MONTANAN@EVALUN11.BITNET (Rogelio Montanyana) (02/07/90)
Dear colleagues: We have a 3090 that is actively being used by a very wide community of people in our University. As System Manager I am responsible of providing a fair share of computing resources to all of them. We are experiencing a big problem because we have some number crunchers that would use as much CPU power as they can access, and as far as I know there is no way in VM/XA SP2 to limit the maximum CPU time for an interactive user. In an attemt to avoid the typical situation where every user executes his/her program interactively (being Disconnected) instead of using the batch queues, we have modified the priorities (SHARE parameter in XA) in order to make batch executions faster than interactive ones. This solution has the undesired side effect of effectively reducing the performance for users that actually do interactive work (short executions, compilations, for instance). I have been thinking about writing a REXX program that would run in a disconnected service machine, and whose main task would be to have a look at the system from time to time (every three minutes, for example); that program would follow (using the CP INDICATE QUEUE command) those CPU bound users, and would reduce their SHARE progressively; of course, certain users (i.e., batch machines) would be excluded from the process. Because I do not want to reinvent the wheel, I first want to ask if anybody has already written something similar. I would also be very glad to accept comment and suggestions from other people.

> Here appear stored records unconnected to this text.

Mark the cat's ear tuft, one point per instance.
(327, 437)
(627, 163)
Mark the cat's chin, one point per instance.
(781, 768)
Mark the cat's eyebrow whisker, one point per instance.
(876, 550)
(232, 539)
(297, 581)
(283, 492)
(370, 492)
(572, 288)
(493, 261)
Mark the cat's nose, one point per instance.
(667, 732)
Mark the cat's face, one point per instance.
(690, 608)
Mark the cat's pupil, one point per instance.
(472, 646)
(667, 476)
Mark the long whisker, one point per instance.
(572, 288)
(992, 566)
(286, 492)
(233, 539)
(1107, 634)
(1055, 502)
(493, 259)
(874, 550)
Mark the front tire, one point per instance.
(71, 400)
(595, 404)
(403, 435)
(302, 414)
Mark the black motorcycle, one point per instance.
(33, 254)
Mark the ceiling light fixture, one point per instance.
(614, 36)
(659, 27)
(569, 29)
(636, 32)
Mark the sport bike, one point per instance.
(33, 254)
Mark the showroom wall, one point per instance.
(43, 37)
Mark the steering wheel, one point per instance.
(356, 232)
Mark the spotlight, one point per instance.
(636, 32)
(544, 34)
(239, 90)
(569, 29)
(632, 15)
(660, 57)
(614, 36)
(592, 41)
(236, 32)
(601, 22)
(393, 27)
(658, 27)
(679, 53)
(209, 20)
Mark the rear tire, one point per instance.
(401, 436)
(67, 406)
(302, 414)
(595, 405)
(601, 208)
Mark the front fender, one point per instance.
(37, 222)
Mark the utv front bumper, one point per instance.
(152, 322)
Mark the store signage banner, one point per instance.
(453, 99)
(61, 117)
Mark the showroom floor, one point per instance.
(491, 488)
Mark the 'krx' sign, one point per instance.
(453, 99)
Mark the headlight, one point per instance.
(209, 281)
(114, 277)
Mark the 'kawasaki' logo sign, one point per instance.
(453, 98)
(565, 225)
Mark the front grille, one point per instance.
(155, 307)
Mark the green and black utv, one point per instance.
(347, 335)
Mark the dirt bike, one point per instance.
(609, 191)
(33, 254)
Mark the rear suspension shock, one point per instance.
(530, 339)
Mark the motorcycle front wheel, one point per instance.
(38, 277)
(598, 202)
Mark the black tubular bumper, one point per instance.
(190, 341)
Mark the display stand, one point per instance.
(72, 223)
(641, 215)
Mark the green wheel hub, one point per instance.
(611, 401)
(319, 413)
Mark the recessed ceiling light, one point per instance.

Thanks to everybody, Rogelio Montanana System Manager Valencia University BITNET: MONTANAN at EVALUN11
RWWMAINT@MSU.BITNET (Rich Wiggins) (02/07/90)
> >I have been thinking about writing a REXX program that would run in a >disconnected service machine, and whose main task would be to have a look >at the system from time to time (every three minutes, for example); that >program would follow (using the CP INDICATE QUEUE command) those CPU bound >users, and would reduce their SHARE progressively; of course, certain users >(i.e., batch machines) would be excluded from the process. > >Because I do not want to reinvent the wheel, I first want to ask if anybody >has already written something similar. I would also be very glad to >accept comment and suggestions from other people. We have exactly the same sort of diverse mix, and exactly the same problem you detail: If our CPU crunchers would run via batch only, our load would be quite manageable, even though we run at 100% CPU utilization most of the time. Since they don't, I've implemented a simple little Rexx tool to do exactly what you propose. It's called QSCAN. It scans through IND POS lists to find people who seem to be getting lots of Q3 time, and slowly degrades their priority, eventually to be worse than that of the batch workers. This works fairly well. It cuts way down on the amount of CPU delivered to interactive crunchers. However, some folks don't get the hint, and on a busy day even the degraded crunchers have an impact. We did this under HPO 4.2. I'll be glad to send the exec along, especially if I get an XA-SP version back in return! /Rich Wiggins Computer Lab Michigan State U
CMS2@ETSU.BITNET (Bill Williams) (02/08/90)
Just out of curiosity has/does anybody use SCI's VMMONITOR under VM/XA to control user resource consumption -- CPU, SIO, etc.? If so, how's it working out? Do you like it? Any big problems? Comments? ---------- B.R.Wms
BOEHEIM@SLACVM.BITNET (Chuck Boeheim) (02/08/90)
REPLY TO 02/06/90 18:30 FROM MONTANAN@EVALUN11.BITNET "Rogelio Montanyana": Looking a way to limit interactive CPU utilization We have such a system in place at SLAC. It's more than a single exec, and not at all documented, but you can probably understand it from reading the execs in fairly short order. It uses monitor data from RTM/SMART, and so would only be of use to you if you have that product. The execs find out from SMART which users have exceeded a threshold of CPU use averaged over an interval. We use 10% over 10 minutes with fairly good results. This tends to allow people to have quick spikes of activity without penalty and only get the ones that crunch for a while. Under HPO it changes the user's priority from our standard of 50 to 99. Under XA it sets their relative SHARE from 100 to 5. If they're good in the next interval, it sets it back. It also has an exclusion list, a notification list, and logging. If you would like this, AS IS, send me mail at BOEHEIM at SLACVM. -Chuck Boeheim
Z00NER01@AWIUNI11.BITNET (Ernst Neuwirth) (02/08/90)
Dear Mr. Montanyana, we have written a REXX-Program that does the following: it does an INDICATE QUEUE every 10 seconds and sets the relative share of *normal* users depending on the (real)time since the start of the transaction. For the first 4 minutes of real time a user gets 100 relative share, then 80, 60, 50, etc. After more than 300 minutes the relative share will be 1. Users in Q1 and Q2 get relative share 100. We use this in production since about April 1989 and it has worked fine in moving all long production work to the batch system. Batch machines have a relative share of 50, so they do not normally influence interactive work. Ernst Neuwirth, University of Vienna Computer Center.